New York City Subway station in the Bronx

The Allerton Avenue station is a local station on the IRT White Plains Road Line of the New York City Subway. Located in the shopping district at Allerton Avenue and White Plains Road in the Allerton neighborhood of the Bronx, it is served by the 2 train at all times and by the 5 train during rush hours in the peak direction.

== History ==
This station was built under the Dual Contracts. It opened on March 3, 1917, as part of an extension of the IRT White Plains Road Line from East 177th Street–East Tremont Avenue to East 219th Street–White Plains Road, providing the Bronx communities of Williamsbridge and Wakefield with access to rapid transit service. Service on the new portion of the line was operated as a four-car shuttle from 177th Street due to the power conditions at the time. The city government took over the IRT's operations on June 12, 1940.

This station was renovated in early 2005 at a cost of $12.76 million.

==Station layout==

This elevated station has three tracks and two side platforms.

Both platforms have beige windscreens and red canopies with green outlines, frames, and support columns in the center and black, waist-high steel fences at either ends with lampposts at regular intervals. The windscreens have mesh fences at various points. The station signs are in the standard black name plates with white lettering.

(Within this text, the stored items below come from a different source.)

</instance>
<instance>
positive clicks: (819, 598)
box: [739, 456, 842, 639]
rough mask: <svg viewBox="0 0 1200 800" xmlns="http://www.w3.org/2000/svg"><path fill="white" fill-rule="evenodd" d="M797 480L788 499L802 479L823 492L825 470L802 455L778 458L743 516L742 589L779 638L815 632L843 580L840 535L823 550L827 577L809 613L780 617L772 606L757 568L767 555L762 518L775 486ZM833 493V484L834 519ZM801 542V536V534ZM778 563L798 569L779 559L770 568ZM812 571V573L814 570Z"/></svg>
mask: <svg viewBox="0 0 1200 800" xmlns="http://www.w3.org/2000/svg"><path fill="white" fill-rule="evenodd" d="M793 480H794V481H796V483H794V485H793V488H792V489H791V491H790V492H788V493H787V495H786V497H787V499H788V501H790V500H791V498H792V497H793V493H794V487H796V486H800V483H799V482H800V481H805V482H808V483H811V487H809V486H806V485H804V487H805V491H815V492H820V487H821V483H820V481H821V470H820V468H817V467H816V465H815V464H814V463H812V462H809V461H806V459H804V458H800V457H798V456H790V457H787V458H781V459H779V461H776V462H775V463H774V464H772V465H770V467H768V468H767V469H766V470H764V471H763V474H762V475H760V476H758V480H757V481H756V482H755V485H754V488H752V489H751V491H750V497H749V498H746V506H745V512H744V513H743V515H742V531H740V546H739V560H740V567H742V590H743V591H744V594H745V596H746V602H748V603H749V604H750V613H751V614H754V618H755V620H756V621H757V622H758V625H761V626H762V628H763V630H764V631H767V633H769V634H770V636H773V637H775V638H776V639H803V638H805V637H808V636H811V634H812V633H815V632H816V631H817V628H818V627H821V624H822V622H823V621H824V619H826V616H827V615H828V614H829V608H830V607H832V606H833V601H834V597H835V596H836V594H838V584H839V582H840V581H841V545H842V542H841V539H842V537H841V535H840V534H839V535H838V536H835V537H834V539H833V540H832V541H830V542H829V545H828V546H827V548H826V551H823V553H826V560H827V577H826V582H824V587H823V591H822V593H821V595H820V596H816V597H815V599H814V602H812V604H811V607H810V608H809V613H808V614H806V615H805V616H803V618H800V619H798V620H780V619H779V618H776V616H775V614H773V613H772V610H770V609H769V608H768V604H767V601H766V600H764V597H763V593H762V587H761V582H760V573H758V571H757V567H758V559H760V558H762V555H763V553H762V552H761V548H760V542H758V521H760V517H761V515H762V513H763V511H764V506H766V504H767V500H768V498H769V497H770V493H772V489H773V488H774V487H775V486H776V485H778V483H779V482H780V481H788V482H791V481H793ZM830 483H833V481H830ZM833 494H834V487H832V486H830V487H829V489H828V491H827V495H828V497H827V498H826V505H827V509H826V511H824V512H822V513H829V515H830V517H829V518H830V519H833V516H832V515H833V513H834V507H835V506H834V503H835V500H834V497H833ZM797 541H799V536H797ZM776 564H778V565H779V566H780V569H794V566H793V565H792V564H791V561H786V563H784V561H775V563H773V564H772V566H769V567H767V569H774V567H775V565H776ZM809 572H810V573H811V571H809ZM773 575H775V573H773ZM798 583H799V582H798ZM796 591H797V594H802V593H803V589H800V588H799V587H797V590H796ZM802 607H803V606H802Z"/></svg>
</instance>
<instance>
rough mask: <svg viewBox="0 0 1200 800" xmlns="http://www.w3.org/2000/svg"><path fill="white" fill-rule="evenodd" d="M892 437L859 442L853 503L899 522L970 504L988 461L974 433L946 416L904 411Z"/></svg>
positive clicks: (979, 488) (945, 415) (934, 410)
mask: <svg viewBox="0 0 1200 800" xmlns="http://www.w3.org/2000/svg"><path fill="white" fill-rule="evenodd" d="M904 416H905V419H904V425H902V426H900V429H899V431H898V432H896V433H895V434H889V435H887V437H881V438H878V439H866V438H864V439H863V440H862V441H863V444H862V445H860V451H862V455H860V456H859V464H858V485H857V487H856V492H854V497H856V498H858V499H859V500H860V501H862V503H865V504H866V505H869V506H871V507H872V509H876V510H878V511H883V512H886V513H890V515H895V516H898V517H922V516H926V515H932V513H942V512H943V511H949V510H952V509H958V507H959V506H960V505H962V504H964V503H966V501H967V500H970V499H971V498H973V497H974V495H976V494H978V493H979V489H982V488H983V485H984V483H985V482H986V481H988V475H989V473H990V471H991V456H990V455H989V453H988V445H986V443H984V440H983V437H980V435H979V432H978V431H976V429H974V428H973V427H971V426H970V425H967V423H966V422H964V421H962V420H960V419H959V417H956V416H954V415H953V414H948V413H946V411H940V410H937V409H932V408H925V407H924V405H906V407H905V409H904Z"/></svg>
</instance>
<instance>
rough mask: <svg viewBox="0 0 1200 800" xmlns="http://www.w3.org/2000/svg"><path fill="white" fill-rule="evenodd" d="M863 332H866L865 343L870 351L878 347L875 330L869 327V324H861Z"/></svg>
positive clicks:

The 2006 artwork here is called Allerton Mandalas by Michele Brody. It consists of stained glass panels on the platform windscreens featuring twisting colors of red and green (representing the trunk lines of the 2 and 5 trains).

===Exits===
This station has one elevated station house beneath the center of the platforms and tracks. Two staircases from each platform go down a waiting area. The back of the token booth faces this crossunder with a steel fences on either side. On the Wakefield-bound side, there are two exit only turnstiles. On the Manhattan-bound side, there is an emergency gate and a bank of three turnstiles. Outside fare control, two staircases go down to the northwest and southeast corners of Allerton Avenue and White Plains Road. The station house has windows.